Christelijke encyclopedie

F.W. Grosheide (1926)

Gepubliceerd op 29-12-2019

Straf

betekenis & definitie

De straf, die hier ter sprake komt, is de straf Gods over onze zonde. Om deze straf duidelijk te verstaan, moet men zich eerst rekenschap geven van wat in het algemeen straf is.

Volgens de Heilige Schrift zit in de straf het beginsel der vergelding en is straf altijd handhaving van het door de zonde geschonden recht, doch de moderne straftheorieën hebben dit beginsel vrijwel of geheel losgelaten. De eene heeft de straf prijsgegeven voor de z.g.n. noodwettheorie, die alle straf hierop laat neerkomen, dat de maatschappij wel straf moet opleggen, omdat zij zich verdedigen moet tegen den misdadiger.

Een ander huldigt de z.g.n. afschriktheorie, waarin straf wordt beschouwd als een uitnemend middel om anderen af te schrikken. En een derde staat de verbeteringstheorie voor, waarbij de misdadiger beschouwd wordt als een zieke, die medisch moet behandeld worden, en waarbij men de gevangenissen wil omzetten in ziekenhuizen en sanatoria.

In al deze theorieën wordt het wezen van de straf miskend en wil men van rechtsherstel en van vergelding van het bedreven kwaad niet meer weten. Maar daaruit vloeit ook voort, dat de straf niet meer als straf erkend wordt, en met de uitslijting van het strafbesef ook het zondebewustzijn verzwakt en geheel verloren gaat.

En 2° wordt in deze theorieën niet meer gerekend met den bovennatuurlijken oorsprong van het recht om te straffen. De Schrift leert ons, dat het strafrecht onder de menschen rust in het strafrecht Gods, en dat de eene mensch alleen het recht heeft om den ander te straffen, omdat God hem dat gegeven heeft.

Alle gezag en alle macht is van God.

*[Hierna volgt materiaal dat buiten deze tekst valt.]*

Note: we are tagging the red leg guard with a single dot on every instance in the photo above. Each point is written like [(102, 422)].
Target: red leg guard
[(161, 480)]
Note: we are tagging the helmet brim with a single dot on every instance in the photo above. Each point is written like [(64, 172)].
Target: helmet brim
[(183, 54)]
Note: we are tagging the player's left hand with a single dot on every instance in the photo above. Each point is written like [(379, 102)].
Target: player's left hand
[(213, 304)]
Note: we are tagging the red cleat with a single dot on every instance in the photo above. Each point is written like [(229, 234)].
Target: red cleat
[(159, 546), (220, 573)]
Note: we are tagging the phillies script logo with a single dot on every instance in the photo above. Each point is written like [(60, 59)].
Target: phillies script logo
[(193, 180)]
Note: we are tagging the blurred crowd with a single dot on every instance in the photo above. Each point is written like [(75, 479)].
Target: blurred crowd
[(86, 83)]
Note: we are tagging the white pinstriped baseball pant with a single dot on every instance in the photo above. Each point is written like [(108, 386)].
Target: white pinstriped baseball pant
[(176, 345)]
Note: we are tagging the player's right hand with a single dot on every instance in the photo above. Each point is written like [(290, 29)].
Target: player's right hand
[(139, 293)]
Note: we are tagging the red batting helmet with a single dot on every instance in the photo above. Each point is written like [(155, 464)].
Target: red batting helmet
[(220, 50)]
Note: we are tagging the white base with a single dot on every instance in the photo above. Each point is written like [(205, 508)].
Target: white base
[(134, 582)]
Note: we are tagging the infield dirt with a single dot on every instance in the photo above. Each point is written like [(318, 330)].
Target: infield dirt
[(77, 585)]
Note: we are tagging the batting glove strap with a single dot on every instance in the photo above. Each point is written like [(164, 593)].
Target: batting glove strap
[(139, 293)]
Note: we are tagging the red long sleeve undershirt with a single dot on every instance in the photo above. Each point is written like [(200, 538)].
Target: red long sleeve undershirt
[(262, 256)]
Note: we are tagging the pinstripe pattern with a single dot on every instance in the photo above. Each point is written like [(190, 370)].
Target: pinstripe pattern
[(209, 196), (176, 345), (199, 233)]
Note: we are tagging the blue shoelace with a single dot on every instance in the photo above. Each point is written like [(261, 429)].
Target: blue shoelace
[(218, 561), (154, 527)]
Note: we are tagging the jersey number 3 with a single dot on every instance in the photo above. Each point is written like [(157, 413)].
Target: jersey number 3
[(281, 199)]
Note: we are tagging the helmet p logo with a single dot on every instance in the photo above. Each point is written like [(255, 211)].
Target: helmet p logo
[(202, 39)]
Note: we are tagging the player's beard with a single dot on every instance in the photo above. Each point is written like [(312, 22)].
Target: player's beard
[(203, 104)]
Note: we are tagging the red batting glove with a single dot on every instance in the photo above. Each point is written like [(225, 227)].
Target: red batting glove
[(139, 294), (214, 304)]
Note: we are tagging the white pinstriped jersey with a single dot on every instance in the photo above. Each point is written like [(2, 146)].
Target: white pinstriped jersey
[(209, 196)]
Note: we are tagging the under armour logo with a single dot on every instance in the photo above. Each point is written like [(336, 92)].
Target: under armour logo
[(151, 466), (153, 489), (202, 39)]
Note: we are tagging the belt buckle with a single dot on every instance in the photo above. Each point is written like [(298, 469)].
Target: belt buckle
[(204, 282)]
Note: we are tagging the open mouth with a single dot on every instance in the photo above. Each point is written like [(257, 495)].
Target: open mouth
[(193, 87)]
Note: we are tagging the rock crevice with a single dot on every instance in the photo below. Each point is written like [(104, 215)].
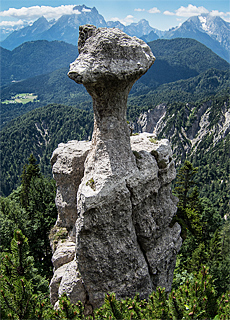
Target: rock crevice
[(113, 195)]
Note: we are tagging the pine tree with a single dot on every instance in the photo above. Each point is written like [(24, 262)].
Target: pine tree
[(17, 289), (29, 171), (189, 207)]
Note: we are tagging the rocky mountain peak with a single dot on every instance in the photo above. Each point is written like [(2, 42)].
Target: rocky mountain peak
[(114, 198)]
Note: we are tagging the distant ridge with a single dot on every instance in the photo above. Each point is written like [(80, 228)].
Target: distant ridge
[(210, 30)]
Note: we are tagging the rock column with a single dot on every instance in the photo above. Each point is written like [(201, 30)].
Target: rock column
[(124, 204)]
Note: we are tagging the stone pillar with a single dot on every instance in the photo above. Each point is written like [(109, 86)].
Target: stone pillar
[(124, 204)]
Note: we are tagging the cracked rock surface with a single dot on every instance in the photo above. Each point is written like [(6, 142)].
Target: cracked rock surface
[(114, 197)]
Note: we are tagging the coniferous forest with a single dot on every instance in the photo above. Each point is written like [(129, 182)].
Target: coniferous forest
[(63, 111)]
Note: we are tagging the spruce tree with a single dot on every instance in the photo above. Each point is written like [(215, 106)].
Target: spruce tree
[(30, 171), (17, 296)]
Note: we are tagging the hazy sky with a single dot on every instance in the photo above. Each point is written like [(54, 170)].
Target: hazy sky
[(161, 14)]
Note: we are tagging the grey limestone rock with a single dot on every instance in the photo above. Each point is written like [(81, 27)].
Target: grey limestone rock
[(114, 196)]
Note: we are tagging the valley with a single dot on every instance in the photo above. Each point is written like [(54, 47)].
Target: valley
[(184, 98)]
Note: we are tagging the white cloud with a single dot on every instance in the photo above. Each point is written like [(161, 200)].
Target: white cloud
[(37, 11), (188, 11), (224, 16), (168, 13), (139, 10), (86, 10), (12, 23), (154, 10), (127, 20)]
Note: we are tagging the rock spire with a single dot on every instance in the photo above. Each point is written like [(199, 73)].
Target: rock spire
[(114, 199)]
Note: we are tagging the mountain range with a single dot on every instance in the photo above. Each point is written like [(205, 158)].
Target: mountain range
[(210, 30), (184, 69)]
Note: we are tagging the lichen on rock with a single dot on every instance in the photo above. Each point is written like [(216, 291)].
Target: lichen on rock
[(113, 197)]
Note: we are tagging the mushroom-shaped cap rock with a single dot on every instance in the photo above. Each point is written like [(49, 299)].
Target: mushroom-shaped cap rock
[(109, 54)]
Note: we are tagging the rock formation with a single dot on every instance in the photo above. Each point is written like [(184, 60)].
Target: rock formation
[(114, 198)]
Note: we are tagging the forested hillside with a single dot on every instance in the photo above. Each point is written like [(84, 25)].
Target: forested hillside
[(187, 92), (184, 70), (39, 132), (197, 131), (34, 58)]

Maar de moderne opvatting wil van dit bovennatuurlijk karakter niets weten; zij laat èn het gezag èn de straf uit den mensch opkomen, — en (want dit volgt uit het voorgaande met onverbreekbre noodzakelijkheid) — ondermijnt daardoor het strafrecht en werpt het strafbegrip omver.

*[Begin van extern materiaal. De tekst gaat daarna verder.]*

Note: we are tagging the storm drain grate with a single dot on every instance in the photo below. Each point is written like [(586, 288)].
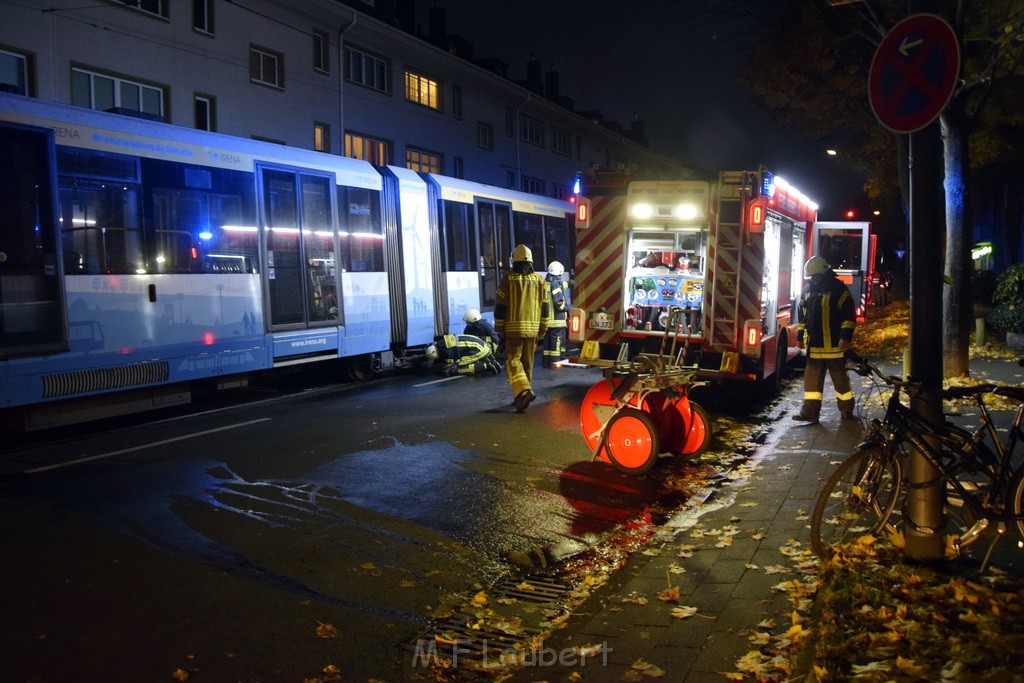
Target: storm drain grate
[(531, 590)]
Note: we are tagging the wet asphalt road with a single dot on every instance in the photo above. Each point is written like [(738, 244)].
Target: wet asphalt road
[(227, 544)]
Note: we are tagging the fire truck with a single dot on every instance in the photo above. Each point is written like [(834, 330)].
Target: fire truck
[(714, 265), (850, 248)]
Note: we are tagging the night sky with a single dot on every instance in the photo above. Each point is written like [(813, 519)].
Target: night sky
[(671, 62)]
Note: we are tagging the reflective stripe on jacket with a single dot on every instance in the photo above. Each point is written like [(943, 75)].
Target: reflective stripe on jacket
[(463, 348), (559, 301)]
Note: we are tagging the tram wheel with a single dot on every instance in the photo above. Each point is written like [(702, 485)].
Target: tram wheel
[(360, 368)]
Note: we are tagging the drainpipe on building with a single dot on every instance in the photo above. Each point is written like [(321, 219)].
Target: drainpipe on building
[(518, 141), (341, 80)]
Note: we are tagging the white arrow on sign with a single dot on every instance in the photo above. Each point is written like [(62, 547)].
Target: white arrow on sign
[(904, 47)]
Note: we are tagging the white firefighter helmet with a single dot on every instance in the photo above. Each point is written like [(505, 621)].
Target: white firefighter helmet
[(522, 253), (815, 266)]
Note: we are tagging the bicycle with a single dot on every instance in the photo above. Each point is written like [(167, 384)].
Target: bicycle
[(864, 496)]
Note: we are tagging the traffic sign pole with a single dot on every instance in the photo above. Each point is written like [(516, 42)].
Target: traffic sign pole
[(911, 80)]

Immers, er is geen straf meer, indien zij niet van boven gegeven zij.

Waaraan kan een mensch het recht ontleenen om een ander mensch voor zijn vierschaar te dagen, hem te oordeelen en te veroordeelen, hem straf op te leggen en lijden te doen ondergaan, tenzij hij dit recht ontvangen heeft van den Koning der koningen en Heer der heeren? De Schrift zegt ons ook duidelijk, dat er dan alleen van straf sprake kan zijn, wanneer zij zich baseert op het goddelijk strafrecht, en wanneer zij dient om het geschonden recht Gods tegenover den overtreder te handhaven.

Straf kan daarom omschreven worden als de handhaving van het geschonden recht of het herstel van de gekrenkte eer tegenover den zondaar, terwijl in die straf de overtreding vergolden wordt door lijden, door het ondergaan van iets smartelijks. Straf is een malum passionis ob malum actionis, een kwaad des lijdens tengevolge van bedreven kwaad.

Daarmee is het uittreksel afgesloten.